Various illumination and imaging systems have been proposed for optical inspection tools. For example, some systems use lamps or lasers to illuminate the object under inspection, with a detector or an array of detectors used to image areas of interest on the object.
FIG. 1 illustrates a common scheme of dark field illumination typically used in semiconductor inspection systems comprising two-dimensional detectors. An illumination source 104 illuminates a semiconductor object 12 at an oblique angle, often using Kohler illumination. The impingement angle Φ is generally very acute relative to the object plane.
The source emits light 108 with a predefined angular distribution at the focal plane of a lens 106 or other optical elements in the illumination path. The light passes through the lens 106 (and/or other components) and impinges the semiconductor object 12, which is located at the other focal plane of the lens.
As shown in FIG. 2, since the illumination source angular distribution is usually circular and due to the oblique illumination angle, the illuminated area 110 on the semiconductor object is an ellipse.
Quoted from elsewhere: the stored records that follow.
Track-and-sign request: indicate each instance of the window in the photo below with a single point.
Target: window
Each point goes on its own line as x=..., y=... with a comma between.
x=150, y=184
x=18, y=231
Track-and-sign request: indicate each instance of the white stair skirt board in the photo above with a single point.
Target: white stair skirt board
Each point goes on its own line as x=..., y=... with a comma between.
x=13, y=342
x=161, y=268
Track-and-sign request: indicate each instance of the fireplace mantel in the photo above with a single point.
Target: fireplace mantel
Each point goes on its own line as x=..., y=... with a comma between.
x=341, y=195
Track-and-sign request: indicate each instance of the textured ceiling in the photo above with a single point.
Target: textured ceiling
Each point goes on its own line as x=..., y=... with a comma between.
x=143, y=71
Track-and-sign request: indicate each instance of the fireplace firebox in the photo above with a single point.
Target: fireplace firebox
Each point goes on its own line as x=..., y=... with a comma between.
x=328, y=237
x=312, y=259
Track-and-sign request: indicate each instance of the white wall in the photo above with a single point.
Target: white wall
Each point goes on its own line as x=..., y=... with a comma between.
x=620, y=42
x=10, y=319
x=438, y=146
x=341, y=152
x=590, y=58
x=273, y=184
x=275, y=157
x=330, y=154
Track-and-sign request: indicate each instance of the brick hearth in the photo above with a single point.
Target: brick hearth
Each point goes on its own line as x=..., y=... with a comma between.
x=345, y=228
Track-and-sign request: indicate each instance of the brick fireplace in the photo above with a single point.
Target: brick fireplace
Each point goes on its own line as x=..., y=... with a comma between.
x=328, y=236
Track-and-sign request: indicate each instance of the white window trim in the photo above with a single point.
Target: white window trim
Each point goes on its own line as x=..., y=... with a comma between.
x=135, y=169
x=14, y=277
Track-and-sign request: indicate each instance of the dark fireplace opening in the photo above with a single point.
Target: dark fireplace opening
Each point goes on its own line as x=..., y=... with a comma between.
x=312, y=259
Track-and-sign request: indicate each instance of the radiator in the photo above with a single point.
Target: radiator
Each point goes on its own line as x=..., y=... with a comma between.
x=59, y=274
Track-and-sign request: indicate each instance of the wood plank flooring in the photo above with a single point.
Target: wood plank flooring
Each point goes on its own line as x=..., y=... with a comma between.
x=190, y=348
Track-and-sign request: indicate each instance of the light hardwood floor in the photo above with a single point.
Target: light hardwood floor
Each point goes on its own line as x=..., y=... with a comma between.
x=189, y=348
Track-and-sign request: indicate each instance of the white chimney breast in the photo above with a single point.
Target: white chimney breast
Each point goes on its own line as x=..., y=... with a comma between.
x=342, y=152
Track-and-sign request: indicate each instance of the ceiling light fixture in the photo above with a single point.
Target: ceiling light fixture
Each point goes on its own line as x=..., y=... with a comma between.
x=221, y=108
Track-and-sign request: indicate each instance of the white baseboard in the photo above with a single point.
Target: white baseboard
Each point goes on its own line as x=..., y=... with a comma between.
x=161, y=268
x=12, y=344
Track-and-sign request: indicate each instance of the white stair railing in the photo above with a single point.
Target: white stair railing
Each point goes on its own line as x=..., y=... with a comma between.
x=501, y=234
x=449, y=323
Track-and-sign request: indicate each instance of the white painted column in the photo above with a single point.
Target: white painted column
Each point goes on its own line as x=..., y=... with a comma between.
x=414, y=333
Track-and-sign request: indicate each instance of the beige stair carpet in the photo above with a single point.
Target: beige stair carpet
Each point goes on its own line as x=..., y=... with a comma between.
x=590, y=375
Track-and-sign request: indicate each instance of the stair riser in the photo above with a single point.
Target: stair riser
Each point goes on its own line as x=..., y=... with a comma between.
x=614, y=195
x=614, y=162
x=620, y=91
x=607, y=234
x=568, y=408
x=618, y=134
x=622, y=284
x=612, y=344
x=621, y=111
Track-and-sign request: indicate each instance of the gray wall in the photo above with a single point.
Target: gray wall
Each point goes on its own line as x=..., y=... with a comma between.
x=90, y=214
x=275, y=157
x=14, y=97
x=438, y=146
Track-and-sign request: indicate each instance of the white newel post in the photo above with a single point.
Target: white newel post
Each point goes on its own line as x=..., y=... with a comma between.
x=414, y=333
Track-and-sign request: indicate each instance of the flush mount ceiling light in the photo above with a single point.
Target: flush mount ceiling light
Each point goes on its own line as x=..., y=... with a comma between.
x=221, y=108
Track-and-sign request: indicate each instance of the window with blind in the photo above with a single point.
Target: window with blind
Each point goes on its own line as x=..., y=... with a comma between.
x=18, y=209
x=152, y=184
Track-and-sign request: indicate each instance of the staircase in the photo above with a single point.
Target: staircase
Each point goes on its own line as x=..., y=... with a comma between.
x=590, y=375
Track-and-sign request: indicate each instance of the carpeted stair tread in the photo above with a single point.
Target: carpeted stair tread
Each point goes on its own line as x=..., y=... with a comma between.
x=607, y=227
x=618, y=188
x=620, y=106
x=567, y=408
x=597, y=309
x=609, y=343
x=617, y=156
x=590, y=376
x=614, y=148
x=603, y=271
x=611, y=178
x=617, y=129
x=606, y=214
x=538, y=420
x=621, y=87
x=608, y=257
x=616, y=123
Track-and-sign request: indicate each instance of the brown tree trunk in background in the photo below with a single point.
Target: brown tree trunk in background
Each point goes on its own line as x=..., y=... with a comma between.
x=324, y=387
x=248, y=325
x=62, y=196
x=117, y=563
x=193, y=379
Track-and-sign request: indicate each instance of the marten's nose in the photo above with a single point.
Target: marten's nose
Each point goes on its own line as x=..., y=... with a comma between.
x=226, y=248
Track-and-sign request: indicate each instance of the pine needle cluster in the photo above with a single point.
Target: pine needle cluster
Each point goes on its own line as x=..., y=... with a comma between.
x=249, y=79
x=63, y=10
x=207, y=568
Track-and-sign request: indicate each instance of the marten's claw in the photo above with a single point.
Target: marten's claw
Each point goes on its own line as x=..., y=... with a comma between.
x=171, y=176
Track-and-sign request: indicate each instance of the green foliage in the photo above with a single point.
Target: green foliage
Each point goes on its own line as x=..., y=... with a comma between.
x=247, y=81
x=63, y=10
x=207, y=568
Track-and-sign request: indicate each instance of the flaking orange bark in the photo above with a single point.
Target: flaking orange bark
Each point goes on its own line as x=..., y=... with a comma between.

At a typical illumination angle of 15°, the aspect ratio of the ellipse is about 1:4. However, the imaged area 112 of an inspection tool is usually in the shape of a square or a slightly rectangular square (i.e. a rectangle with aspect ratio not far from one). All the illuminated area outside of the imaged area does not reach the tool's detector(s) and therefore can be considered as an illumination loss.
Another problem recognized by the current inventors regarding oblique Kohler illumination in inspection tools is illustrated at FIGS. 3 and 4. FIG. 3 shows a ray trace for two points (A and B) of a non-oblique illumination source 104, i.e., a configuration where object 12 is perpendicular to incoming illumination. In FIGS. 3 and 4, the dashed lines represent ray traces from point A, while the dotted lines represent ray traces from point B. Each point illuminates the same area, A′B′, on the object, at different impingement angle (ΦA1 for light from point A, ΦB1 for light from point B).
However, when the illumination is oblique relative to the object, as shown at FIG. 4, the area of each illumination point is different. The illumination from point B at the source impinges the object at a more acute angle (ΦB2) than the angle (ΦA2) for illumination from point A. A closer view of the impingement angles is shown in the magnified view of FIG. 4A. Therefore area B′ illuminated by light from point B is larger than area A′, representing the area illuminated by light from point A.
A diagram of the illuminated area 110 is shown in FIG. 5; as before, in this example, a circular angular distribution of illumination for an object at an oblique angle results in an ellipse-shaped illuminated area. In this figure, the areas with less dense cross-hatching receive illumination at higher intensity, with the highest intensity in the center. Light from all parts of the source illuminates the center of the illuminated area on the object. However, the periphery of the illuminated area does not receive light from all parts of the source since light from different parts of the source impinges at different angles (with different resulting areas). Therefore, the illuminated intensity is lower moving outward from the center, especially along the major axis of the ellipse.
FIG. 5 also shows two exemplary imaged areas 114A and 114B. If larger area 114A is imaged, the resulting image will likely be degraded due to non-uniform illumination. If the imaged area is set to be smaller than the center of the illuminated area (rectangle 114B), illumination may be more uniform at the cost of higher illumination loss.